Cambridgeshire County Council is poised to bring in a congestion charging scheme as part of a bid for £500M of the government’s Transport Innovation Fund (TIF) cash.
The council’s cabinet has backed a plan put forward by an independent transport commission led by Sir Brian Briscoe, a former chief executive of the Local Government Association.
Cambridgeshire plans to use the cash to fund improvements to public transport and its roads network as well as walking and cycling facilities.
Congestion charging zones would be introduced in Cambridge, but only when congestion reaches an “unacceptable” level. This is expected to be after 2017, after the TIF funded improvements are in place.
Cambridgeshire is also asking for early confirmation of government funding for a new £20M station at Chesterton, north of Cambridge. It is hoped construction will start in 2012 − three years earlier than planned.
The final decision
The decision taken by Cambridgeshire County Council’s cabinet will be put to a full council meeting on 13 October before any final decision on a TIF bid is made.
A full bid could be submitted towards the end of 2010, following a public consultation. The Department for Transport’s £2bn TIF has struggled to attract credible bids since it was started in 2008. A huge bid from Manchester City Council failed after local voters rejected plans to introduce a congestion charge.

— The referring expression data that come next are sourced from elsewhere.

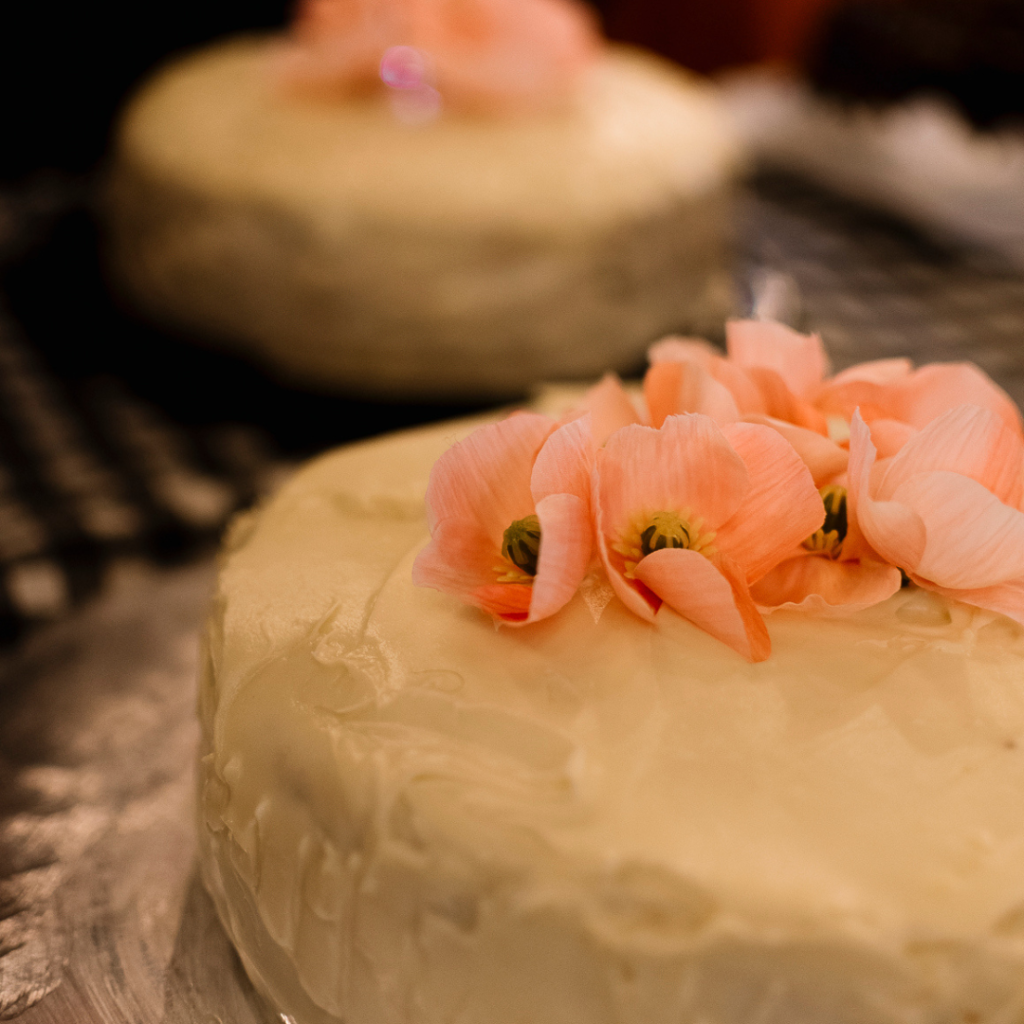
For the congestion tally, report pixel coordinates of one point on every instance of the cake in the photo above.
(409, 815)
(347, 238)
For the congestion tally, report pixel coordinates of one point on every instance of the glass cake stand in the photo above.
(102, 916)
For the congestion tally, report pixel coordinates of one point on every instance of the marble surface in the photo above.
(102, 916)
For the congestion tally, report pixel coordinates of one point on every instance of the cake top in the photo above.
(489, 55)
(738, 485)
(864, 778)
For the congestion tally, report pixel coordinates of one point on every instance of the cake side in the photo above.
(480, 253)
(413, 816)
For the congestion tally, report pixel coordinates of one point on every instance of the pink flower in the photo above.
(509, 516)
(947, 507)
(834, 569)
(691, 514)
(895, 399)
(771, 371)
(799, 360)
(609, 407)
(479, 54)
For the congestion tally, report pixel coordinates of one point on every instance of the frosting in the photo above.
(413, 816)
(473, 54)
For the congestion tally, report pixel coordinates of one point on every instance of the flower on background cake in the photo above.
(492, 55)
(752, 481)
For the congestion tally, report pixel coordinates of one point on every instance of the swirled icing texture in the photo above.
(411, 816)
(481, 54)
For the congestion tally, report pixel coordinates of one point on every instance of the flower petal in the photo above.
(875, 372)
(507, 601)
(459, 559)
(973, 540)
(822, 457)
(671, 388)
(485, 477)
(1006, 598)
(969, 440)
(477, 488)
(566, 543)
(800, 359)
(712, 598)
(890, 435)
(934, 389)
(676, 349)
(895, 531)
(564, 464)
(609, 407)
(686, 465)
(816, 584)
(778, 401)
(781, 508)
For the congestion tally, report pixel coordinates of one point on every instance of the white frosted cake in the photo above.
(470, 254)
(409, 815)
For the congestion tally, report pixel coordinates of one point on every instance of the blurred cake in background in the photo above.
(915, 107)
(425, 200)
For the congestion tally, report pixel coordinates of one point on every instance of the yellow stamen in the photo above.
(650, 531)
(828, 540)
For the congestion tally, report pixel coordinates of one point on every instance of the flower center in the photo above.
(828, 540)
(520, 546)
(667, 529)
(657, 530)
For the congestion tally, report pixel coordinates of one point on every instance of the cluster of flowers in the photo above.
(740, 484)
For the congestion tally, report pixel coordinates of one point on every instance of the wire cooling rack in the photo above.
(120, 442)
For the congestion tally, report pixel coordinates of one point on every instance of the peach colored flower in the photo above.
(799, 360)
(947, 507)
(766, 363)
(509, 515)
(479, 54)
(691, 514)
(895, 399)
(834, 569)
(609, 407)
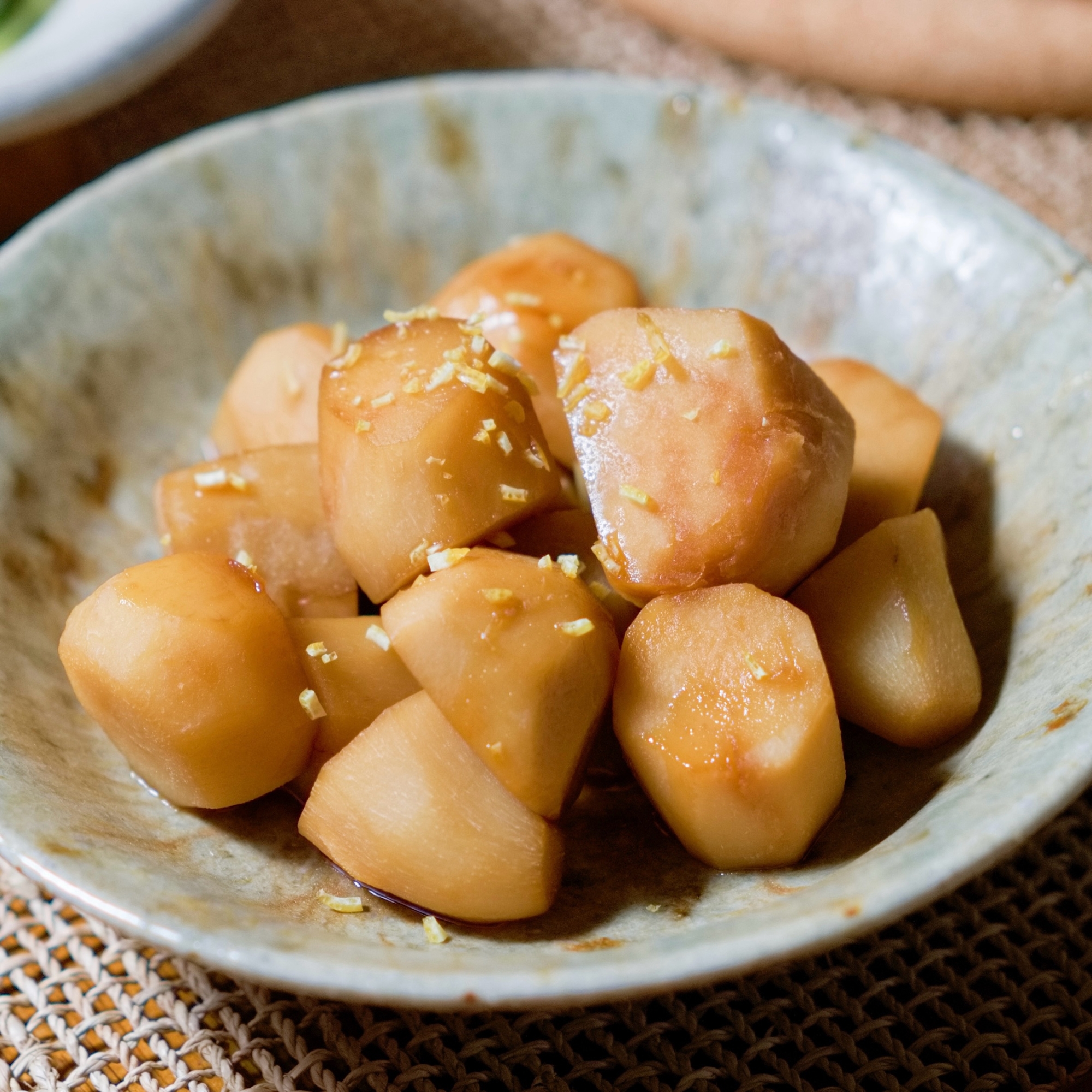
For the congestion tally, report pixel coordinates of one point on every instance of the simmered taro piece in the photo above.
(265, 509)
(520, 658)
(189, 669)
(410, 810)
(571, 533)
(531, 293)
(424, 444)
(727, 717)
(710, 453)
(274, 397)
(355, 674)
(899, 656)
(897, 437)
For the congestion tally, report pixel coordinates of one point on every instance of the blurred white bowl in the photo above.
(86, 55)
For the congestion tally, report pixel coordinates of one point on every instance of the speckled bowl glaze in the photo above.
(124, 311)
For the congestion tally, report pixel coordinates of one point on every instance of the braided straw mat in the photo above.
(988, 989)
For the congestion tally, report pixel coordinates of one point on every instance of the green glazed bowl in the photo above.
(124, 311)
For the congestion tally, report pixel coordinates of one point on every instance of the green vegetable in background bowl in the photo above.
(18, 17)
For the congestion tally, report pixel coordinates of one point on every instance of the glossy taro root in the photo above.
(264, 508)
(410, 810)
(710, 453)
(189, 669)
(532, 292)
(274, 397)
(897, 437)
(520, 658)
(899, 656)
(572, 533)
(355, 674)
(424, 445)
(727, 717)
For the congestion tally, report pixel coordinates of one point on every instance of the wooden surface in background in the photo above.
(267, 52)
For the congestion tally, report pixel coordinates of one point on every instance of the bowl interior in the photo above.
(124, 312)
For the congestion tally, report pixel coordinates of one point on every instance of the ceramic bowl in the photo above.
(86, 55)
(124, 311)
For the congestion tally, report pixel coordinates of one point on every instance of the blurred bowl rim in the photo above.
(611, 975)
(38, 97)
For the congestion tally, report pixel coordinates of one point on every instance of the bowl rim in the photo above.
(638, 969)
(99, 76)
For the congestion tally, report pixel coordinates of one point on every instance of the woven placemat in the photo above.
(989, 989)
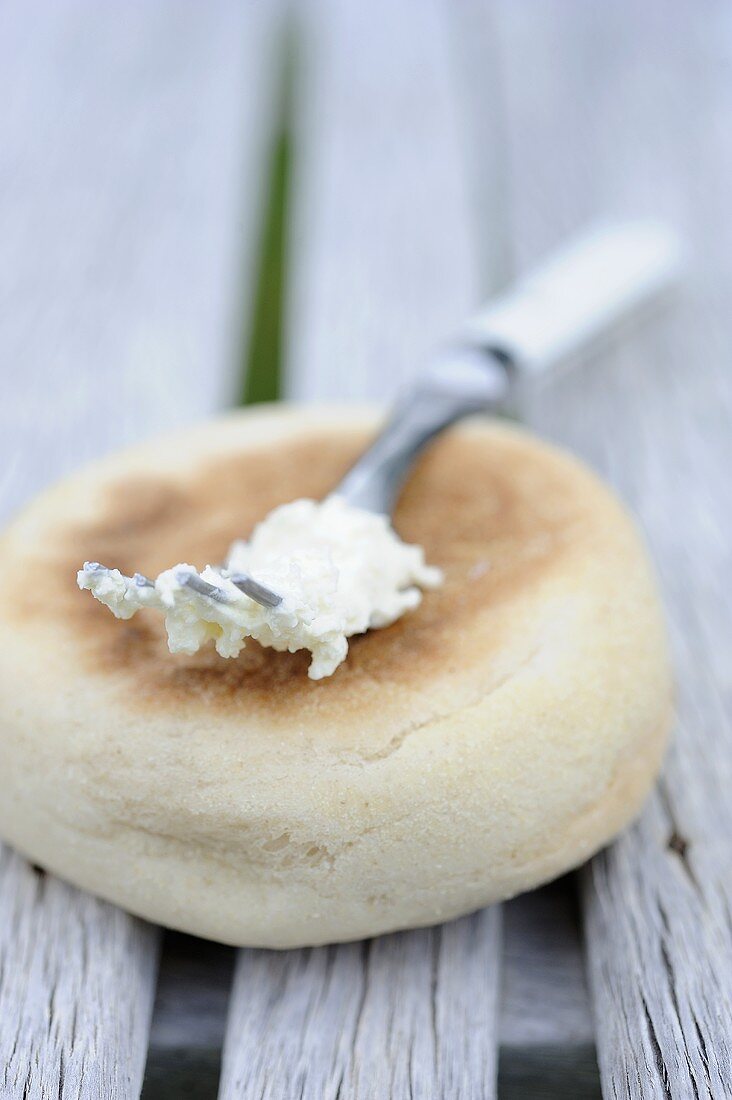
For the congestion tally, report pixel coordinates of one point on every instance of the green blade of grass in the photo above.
(263, 359)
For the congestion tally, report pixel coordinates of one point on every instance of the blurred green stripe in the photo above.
(263, 359)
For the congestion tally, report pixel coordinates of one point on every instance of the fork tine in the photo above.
(254, 590)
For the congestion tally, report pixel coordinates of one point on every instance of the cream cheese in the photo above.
(340, 571)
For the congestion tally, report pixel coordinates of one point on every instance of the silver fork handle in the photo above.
(568, 303)
(462, 382)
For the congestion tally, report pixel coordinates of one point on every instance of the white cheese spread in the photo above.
(340, 570)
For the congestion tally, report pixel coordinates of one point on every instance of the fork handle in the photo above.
(583, 290)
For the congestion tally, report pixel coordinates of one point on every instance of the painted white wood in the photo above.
(131, 156)
(132, 144)
(384, 263)
(405, 1015)
(622, 109)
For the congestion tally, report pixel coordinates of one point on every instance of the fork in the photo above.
(591, 285)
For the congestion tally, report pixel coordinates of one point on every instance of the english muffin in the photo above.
(487, 741)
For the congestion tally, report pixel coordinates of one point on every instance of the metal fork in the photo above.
(591, 285)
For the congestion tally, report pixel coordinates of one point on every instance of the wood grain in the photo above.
(411, 1014)
(647, 135)
(130, 164)
(76, 986)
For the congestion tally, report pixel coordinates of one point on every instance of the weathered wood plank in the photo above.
(127, 139)
(411, 1014)
(624, 113)
(384, 262)
(383, 266)
(76, 985)
(131, 155)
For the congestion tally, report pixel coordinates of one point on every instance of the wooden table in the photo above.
(437, 149)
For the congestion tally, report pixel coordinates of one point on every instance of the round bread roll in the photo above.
(487, 741)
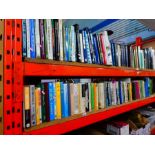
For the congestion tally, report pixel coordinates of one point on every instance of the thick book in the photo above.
(27, 106)
(24, 38)
(52, 102)
(32, 105)
(28, 37)
(37, 38)
(58, 100)
(38, 105)
(64, 100)
(42, 47)
(32, 39)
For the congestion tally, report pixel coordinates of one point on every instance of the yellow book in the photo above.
(38, 105)
(58, 100)
(26, 117)
(95, 96)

TIF money has been earmarked for London’s Crossrail project, but the Conservatives have pledged to scrap the fund, while honouring agreements already signed.
TIF has had a difficult journey through government. A huge bid by Manchester was defeated by a public vote last year, and TIF money has been earmarked to pay for Crossrail in the interim.
Cash left unclaimed could be recycled to fund other government schemes, and the Conservatives have promised to scrap the scheme, but would honour any contracts that had already been signed.